Back to skill
Skillv1.0.0
ClawScan security
Dify工作流调用 · ClawHub's context-aware review of the artifact, metadata, and declared behavior.
Scanner verdict
SuspiciousApr 17, 2026, 2:33 AM
- Verdict
- suspicious
- Confidence
- high
- Model
- gpt-5-mini
- Summary
- The skill's code and README clearly require a local env file with DIFY_API_KEY and DIFY_API_BASE, but the registry metadata declares no required credentials — this mismatch and the presence of a bundled CLI script warrant caution before installing.
- Guidance
- This skill otherwise appears to do what it says, but before installing: 1) Be aware the SKILL.md and script require a config file at ~/.openclaw/config/dify.env containing DIFY_API_KEY and DIFY_API_BASE — the registry metadata failing to declare these is an incoherence. 2) Verify DIFY_API_BASE points to a trusted/local Dify instance (not a public or unknown endpoint) and only provide an API key with minimal required permissions. 3) Inspect ~/.openclaw/config/dify.env file permissions (restrict to the user) and avoid putting high-privilege credentials there. 4) Note the package includes an executable Python script; if you don’t trust the source (no homepage, source unknown), run it in an isolated environment or review the script fully (it appears straightforward). 5) Ask the publisher to correct the registry metadata to list required env vars/primary credential before deploying widely.
Review Dimensions
- Purpose & Capability
- concernThe skill's stated purpose (calling a local Dify API for KB Q&A) matches the included CLI script and instructions.
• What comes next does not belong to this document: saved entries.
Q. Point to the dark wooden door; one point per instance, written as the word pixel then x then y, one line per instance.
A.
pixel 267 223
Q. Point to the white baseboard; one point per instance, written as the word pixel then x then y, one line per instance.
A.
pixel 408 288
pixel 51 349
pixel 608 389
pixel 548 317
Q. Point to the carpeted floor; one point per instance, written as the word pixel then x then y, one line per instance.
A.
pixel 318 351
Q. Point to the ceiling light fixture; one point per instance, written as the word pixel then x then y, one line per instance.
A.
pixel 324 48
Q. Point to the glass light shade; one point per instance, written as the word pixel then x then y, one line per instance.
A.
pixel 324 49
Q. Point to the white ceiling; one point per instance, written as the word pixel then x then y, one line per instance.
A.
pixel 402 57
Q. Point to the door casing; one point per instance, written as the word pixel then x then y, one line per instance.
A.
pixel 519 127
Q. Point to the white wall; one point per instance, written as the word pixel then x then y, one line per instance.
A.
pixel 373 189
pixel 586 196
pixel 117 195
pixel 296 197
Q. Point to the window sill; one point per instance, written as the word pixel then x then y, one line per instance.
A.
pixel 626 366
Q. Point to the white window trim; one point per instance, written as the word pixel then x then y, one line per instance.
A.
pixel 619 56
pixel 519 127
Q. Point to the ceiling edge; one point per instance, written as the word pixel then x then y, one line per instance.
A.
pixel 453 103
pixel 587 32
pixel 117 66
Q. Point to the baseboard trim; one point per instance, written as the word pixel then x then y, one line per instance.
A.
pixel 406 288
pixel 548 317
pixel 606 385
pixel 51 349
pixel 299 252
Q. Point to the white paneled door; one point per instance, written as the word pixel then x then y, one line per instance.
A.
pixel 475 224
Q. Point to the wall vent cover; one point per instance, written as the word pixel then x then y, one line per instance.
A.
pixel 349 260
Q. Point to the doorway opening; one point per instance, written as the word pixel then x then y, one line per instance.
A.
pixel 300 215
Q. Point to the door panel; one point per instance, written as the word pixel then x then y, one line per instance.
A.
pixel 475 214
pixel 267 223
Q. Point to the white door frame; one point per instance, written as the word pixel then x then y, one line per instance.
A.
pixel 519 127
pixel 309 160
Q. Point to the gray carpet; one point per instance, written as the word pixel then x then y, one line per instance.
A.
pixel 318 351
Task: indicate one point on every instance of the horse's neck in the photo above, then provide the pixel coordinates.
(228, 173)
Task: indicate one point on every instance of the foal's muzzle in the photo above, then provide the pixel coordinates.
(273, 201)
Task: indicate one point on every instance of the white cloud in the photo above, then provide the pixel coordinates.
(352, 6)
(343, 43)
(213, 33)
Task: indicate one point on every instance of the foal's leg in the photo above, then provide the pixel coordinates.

However, the registry metadata lists no required environment variables or primary credential while SKILL.md and scripts/dify_chat.py explicitly require a config file (~/.openclaw/config/dify.env) containing DIFY_API_KEY and DIFY_API_BASE. The missing declaration in metadata is an incoherence and should be corrected.
- Instruction Scope
- noteSKILL.md instructs the agent/user to read ~/.openclaw/config/dify.env and call the Dify API (POST /chat-messages) with streaming responses — that is consistent with the skill's purpose. The instructions do not ask for unrelated system files or other service credentials. Minor inconsistencies: troubleshooting mentions DIFY_WORKFLOW_ID though the script does not use it; the README advises not to send sensitive data but the script will forward any query to the configured API endpoint, so endpoint scope matters.
- Install Mechanism
- okThis is an instruction-only skill with a bundled Python script and no automated install spec. It requires the 'requests' Python package (documented). No external downloads or installers are used, which is low-risk from an install perspective.
- Credentials
- concernThe script legitimately needs DIFY_API_KEY and DIFY_API_BASE (and optionally DIFY_USER) — these are proportional to the task. The problem is that the skill metadata does not declare these required environment variables or a primary credential, creating a mismatch. Also, the skill reads plaintext credentials from ~/.openclaw/config/dify.env; users should ensure that file is stored and permissioned securely and that the API key has minimal scope.
- Persistence & Privilege
- okThe skill does not request persistent/global privileges (always is false) and does not modify other skills or system-wide configuration. It simply reads a user config file and performs network calls to the configured Dify endpoint.